Ora, o poeta Gramoza, que já
está hoje na casa dos sessenta
anos, deve ter acompanhado
todas essas transformações operadas na poesia brasileira, de vez que, ao publicar seu primeiro livro nos anos 1980, ele já se insere visual e
expressivamente na modernidade
poética.
No que toca aos temas de sua poesia nele persistem alguns leitmotive basilares de sua produção: a
paisagem da cidade natal, Amarante, sua
natureza, seus ventos, suas árvores, seus rios, a recorrência
de versos alusivos ao rio Parnaíba,
o principal da cidade e do Estado do Piauí, o casario, enfim, seus pontos naturais mais conhecidos, sobretudo a principal rua de Amarante, chamada Avenida Amaral.
Um dado curioso do verso de Gramoza: não consegui vinculá-lo a nenhuma
influência de poetas piauienses, nem
mesmos do seu poeta maior, o Da Costa e
Silva (1885-1950). No livro de estreia,
somente uma vez me deparei com dois sintagmas que nos trazem,
intertextualizadas, na linha de um verso gramoziano, partes justapostas de versos do poeta de Sangue (1908): “... aos ósculos das águas,” do sol de estio (poema
“Deslumbrado”) sintagma extraído do
poema “Amarante”, do livro Zodíaco (
1917)e ”...de um sol de estio,” sintagma retirado do soneto “Saudade,” da obra Sangue.

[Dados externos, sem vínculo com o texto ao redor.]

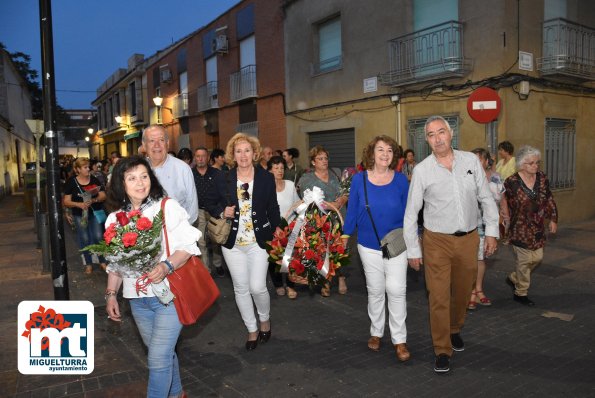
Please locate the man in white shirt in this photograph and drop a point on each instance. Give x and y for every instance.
(174, 175)
(449, 184)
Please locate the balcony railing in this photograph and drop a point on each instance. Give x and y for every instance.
(250, 128)
(207, 97)
(180, 108)
(568, 50)
(243, 83)
(428, 54)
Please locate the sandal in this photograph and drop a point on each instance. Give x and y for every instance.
(472, 303)
(483, 300)
(291, 293)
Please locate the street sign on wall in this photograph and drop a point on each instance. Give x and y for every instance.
(484, 105)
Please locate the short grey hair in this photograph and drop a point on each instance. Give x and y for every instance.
(435, 118)
(153, 127)
(524, 152)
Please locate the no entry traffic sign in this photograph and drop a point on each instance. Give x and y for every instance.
(484, 105)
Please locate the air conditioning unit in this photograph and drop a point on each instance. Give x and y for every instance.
(164, 75)
(219, 44)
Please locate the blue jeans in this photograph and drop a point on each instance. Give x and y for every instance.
(159, 328)
(89, 235)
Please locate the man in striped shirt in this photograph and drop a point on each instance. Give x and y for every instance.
(449, 184)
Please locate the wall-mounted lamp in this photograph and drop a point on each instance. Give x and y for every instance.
(158, 101)
(120, 120)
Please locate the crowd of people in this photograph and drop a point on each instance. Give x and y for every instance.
(457, 202)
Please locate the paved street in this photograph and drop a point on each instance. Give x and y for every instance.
(318, 347)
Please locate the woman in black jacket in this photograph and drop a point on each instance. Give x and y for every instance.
(247, 196)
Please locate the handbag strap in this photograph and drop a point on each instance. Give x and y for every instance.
(368, 208)
(164, 229)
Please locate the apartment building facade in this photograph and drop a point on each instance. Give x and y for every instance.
(354, 71)
(225, 77)
(17, 145)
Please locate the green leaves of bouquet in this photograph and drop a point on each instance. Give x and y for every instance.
(131, 232)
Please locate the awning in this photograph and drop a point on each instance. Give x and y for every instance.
(134, 134)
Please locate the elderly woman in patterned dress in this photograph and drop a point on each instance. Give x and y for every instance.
(527, 203)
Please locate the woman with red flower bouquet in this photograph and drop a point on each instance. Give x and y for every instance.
(85, 194)
(135, 194)
(387, 198)
(330, 185)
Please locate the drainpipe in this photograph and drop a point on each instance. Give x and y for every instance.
(395, 100)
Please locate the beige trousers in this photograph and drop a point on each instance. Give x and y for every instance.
(526, 261)
(450, 264)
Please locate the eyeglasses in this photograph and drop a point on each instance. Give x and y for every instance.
(245, 193)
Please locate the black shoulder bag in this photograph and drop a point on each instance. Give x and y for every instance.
(219, 228)
(393, 243)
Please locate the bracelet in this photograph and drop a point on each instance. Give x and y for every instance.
(170, 266)
(109, 293)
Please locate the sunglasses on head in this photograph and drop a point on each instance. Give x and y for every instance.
(245, 193)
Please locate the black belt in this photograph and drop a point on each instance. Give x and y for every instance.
(463, 233)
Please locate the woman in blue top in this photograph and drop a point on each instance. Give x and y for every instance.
(387, 197)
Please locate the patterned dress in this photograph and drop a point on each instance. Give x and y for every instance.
(529, 209)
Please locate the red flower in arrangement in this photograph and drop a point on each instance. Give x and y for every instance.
(297, 266)
(122, 218)
(316, 241)
(143, 223)
(132, 244)
(110, 233)
(129, 239)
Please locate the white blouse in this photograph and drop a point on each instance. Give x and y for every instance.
(182, 236)
(287, 198)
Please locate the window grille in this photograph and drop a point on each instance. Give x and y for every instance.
(417, 136)
(560, 152)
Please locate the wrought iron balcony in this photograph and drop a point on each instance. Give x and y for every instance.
(568, 50)
(180, 108)
(243, 83)
(250, 128)
(328, 65)
(207, 97)
(428, 54)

No livro Ressaca Gramoza progride como poeta, aprofunda mais temas de sua preferência. Não diria
que os 57 desse poemas sejam todos
ótimos ou bons. Ele tem subidas e caídas,
mas as subidas é que o
mantêm na condição de poeta que pode ser lido e
estimado pelo leitor de poesia ou pela
crítica.
O poeta vai do lirismo dolorido à indignação
social, do sentimento do amor indefinido
à natureza de mãos dadas com a
subjetividade, do telurismo ao urbano, do
sentimento da natureza em fusão com a visão autobiográfica. Como bom poeta, entre outras preocupações, uma se deve assinalar: a de um lírico que se volta, de quando em vez,
para o próprio ato de criação literária, o qual, de resto, é um interesse constante de alguns grandes poetas de todos os tempos.
Essa reflexão metapoética lhe permite
sondar os seus próprios recursos
na construção dos poemas. Testar o canal do discurso lírico. Na poesia gramoziana tudo se mistura e tudo, a meu ver, converge
a uma postura poética muito
colada ao sinestésico, aos ritmos diversos, ao gozo
das palavras e, portanto, da
linguagem, da sua sintaxe poética que
parecem desaguar em cascatas em
direção ao mar profundo.
Daí que alguns poemas suscitam em nós, leitores ou críticos, ou
ambos, a vontade de afirmar ”Belíssimo poema. E assim eu fiz,
anotando à margem da cópia de seu Ressacas,
as seguintes conclusões numa segunda
leitura do livro: Muito bom ( poema “Evocação a Zumbi” (p. 43); “Atalhos” (p. 42); “Ressacas” (que dá título ao livro (p. 63-64).
Dou
aqui por encerrado este Prefácio e com a certeza de que li um livro de um
poeta de verdade na exploração, com criatividade, de temas
eleitos e com estilo literário inconfundível além de enorme carga de sensibilidade para dar e
vender.
Rio de Janeiro, 27 de junho de 2018.
Cunha e Silva Filho
(Pós-Doutor em Literatura Comparada pela UFRJ. Membro efetivo da
Academia Brasileira de Filologia.
NOTA: Livro inédito a ser editado possivelmente este ano.
NOTA: Livro inédito a ser editado possivelmente este ano.